What do you buy when you have a left over Christmas WHSmith voucher for £20? Oh life's beset with such difficult decisions. Eventually I managed to overcome the agony of choice and with a little assistance for a friend purchased this; the innocent mage. Along with Hush Hush... lets not go there, and Young Bloods, which was rather good but that's for another time.
To begin with; I wasn't overly impressed with the beginning. It took me a couple of goes to really try and get into it; the start is much like the way some films are instigated; by focusing on a tiny detail of interest, and then gradually panning back to establish time and space. The reader here is privy to Asher's mind as he escapes his home to make his fortune in the capitol of a fantasy country named Lur. I must admit however, despite a slow and reader-repelling introduction; the book does pick up the pace.

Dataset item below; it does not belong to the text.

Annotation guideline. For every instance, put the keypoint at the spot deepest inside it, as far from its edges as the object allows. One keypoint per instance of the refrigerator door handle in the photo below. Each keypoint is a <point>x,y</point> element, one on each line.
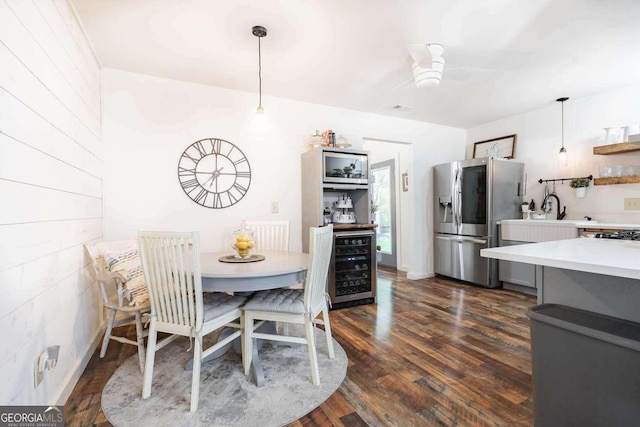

I cannot fault the characters or indeed the society: there is an intricate web of prejudice, distrust, and even hatred based purely on stereotypes, backgrounds and social standing. Insert a few fantasy additions, such as magic and those worthy of using it; and it's a intriguing lifestyle, very much contrastable with reality. Our hero's, especially Gar, tries to stand tall and proud above and make his contempt for disparity known about the law; whilst Asher's struggle against releasing the tsunami of disgust for aristocratic arrogance is especially interesting to read.
My only criticism is the plot. It's interesting, but it isn't satisfying. It's like reading a soap; lots of drama, most of it personal with the occasional happenings of societal excitement but it all seems to fissile away, back into the normal, everyday lifestyle. In short; nothing nefarious happens until the final 100 pages; and even then it withers in comparison to other fantasy novels. I've noticed a lot of people have given this book on Amazon three, to four stars and I find myself in firm agreement because the plot builds throughout the entire narrative and then ends on a huge anti-climax.
The perfect analogy to summarise this book would be the following joke:
What did the farmer say when he lost his tractor?
Where's my tractor?
Interesting; maybe witty to some (me included, oh dear) but ultimately falls short of what a joke needs to be.